I remember my first London Pride – only a few years ago – when I walked through London without the slightest bit of shame. Sitting on the tube and gleefully smiling at my fellow revellers, I realised this is what it felt like to not have to police myself for fear of being singled out. My home city had been transformed right in front of my eyes. LGBTQ+ people were out and proud on the street, living their lives unapologetically and coming together in a shared recognition of what we’ve all lived through.
'The rights and freedoms we have today are the hard-won results of years of protest and struggle led by some of the most marginalised within our community.'
But Pride is a tale of two rainbows. With increased visibility comes increased opportunities for profit, and the commercialisation and commodification of Pride becomes a hotter and more fiercely contested topic every year. On 1 June, social media logos turn rainbow-hued, branded merchandise appears in the shops, and people start arguing about whether or not kink should be allowed at Pride (it should). In the world of classical music, things are no different – arts organisations are quick to show their support through rainbow flags and Pride programming but, if these things are wheeled out just for June, how deep does the support really go?
Now don’t get me wrong. I’m very happy to see the progress the classical world is making and it’s heartening to know that conversations are being had and work is being done. However, Pride doesn’t need to rely on organisational gatekeepers to be legitimised. In the history of LGBTQ+ rights, it wasn’t about waiting for the powers at be to catch up with the times and make changes in response to polite requests. The rights and freedoms we have today are the hard-won results of years of protest and struggle led by some of the most marginalised within our community. We mustn’t forget that these rights are not set in stone; a new Section 28 style law has been passed in Hungary just this week and the continued barrage of anti-trans stories in the British media shows we’re a long way from true equality.

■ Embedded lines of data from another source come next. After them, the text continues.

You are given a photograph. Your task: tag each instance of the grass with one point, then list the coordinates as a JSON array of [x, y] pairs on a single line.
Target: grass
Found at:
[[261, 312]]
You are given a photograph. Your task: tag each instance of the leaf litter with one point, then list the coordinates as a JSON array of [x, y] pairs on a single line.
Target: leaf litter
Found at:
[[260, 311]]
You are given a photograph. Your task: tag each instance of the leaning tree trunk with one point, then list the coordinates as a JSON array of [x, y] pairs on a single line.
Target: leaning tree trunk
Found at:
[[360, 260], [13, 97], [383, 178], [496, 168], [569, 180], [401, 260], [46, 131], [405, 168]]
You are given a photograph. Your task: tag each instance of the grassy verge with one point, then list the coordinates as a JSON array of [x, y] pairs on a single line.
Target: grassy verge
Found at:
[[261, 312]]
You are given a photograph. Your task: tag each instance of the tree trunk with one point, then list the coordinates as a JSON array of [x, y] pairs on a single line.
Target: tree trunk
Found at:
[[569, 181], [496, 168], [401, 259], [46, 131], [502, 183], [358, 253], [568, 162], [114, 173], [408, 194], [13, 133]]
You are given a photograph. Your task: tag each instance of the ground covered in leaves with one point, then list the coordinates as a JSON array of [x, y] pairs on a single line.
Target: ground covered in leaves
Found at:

'By envisaging a queer classical future freed from the current limitations of gatekeepers and organisational politics, we have the chance to create spaces that shine a light on the LGBTQ+ experience in a way that doesn’t seek to exploit it for profit or social capital.'
LGBTQ+ spaces are most often created by us, for us. Club nights, bars, social groups, and even healthcare are organised by queer people, for queer people. Only once the trail has already been blazed do those in power sweep in and announce their support. So why should it be any different in classical music? We don’t need those at the top telling us how to be proud, we already know how to do it. It doesn’t require a grand stage, fancy lights and an overpriced interval drink, it’s about community and a sense of belonging – an understanding of what it feels like to be othered by the rest of society. As long as the classical world continues to revolve around the outdated idea of the white, cis (often straight) male genius then how queer are things ever going to get? Why wait for them to open the doors when we can blaze a trail ourselves?
Instead of being thankful for the odd social media shout out, we should take our money and support our own community. After all, some of these places will continue to book those who don’t see us as equals regardless of their public pronouncements. By envisaging a queer classical future freed from the current limitations of gatekeepers and organisational politics, we have the chance to create spaces that shine a light on the LGBTQ+ experience in a way that doesn’t seek to exploit it for profit or social capital.
'This Pride Month, instead of getting bogged down with corporate merchandise, how about we take a moment to inject some creativity and queerness into our music-making?'
I know that I can’t wait to head back to LGBTQ+ nights and venues and I also know that I’m not the only one. The pandemic has stopped us from coming together under the same roof and living without fear of intimidation. Once we’re allowed, I can’t wait to get back out and soak up queer performance and drag, and dance the night away with friends old and new. But what if we brought this energy to the classical world too? What if we carved out a space of our own to reimagine classical music? What would that look, sound and feel like?
This Pride Month, instead of getting bogged down with corporate merchandise, how about we take a moment to inject some creativity and queerness into our music-making? Whether that be as listener, composer, performer or producer, let’s give ourselves the time to dream, to imagine the world we want to see and to go out there and make it a reality.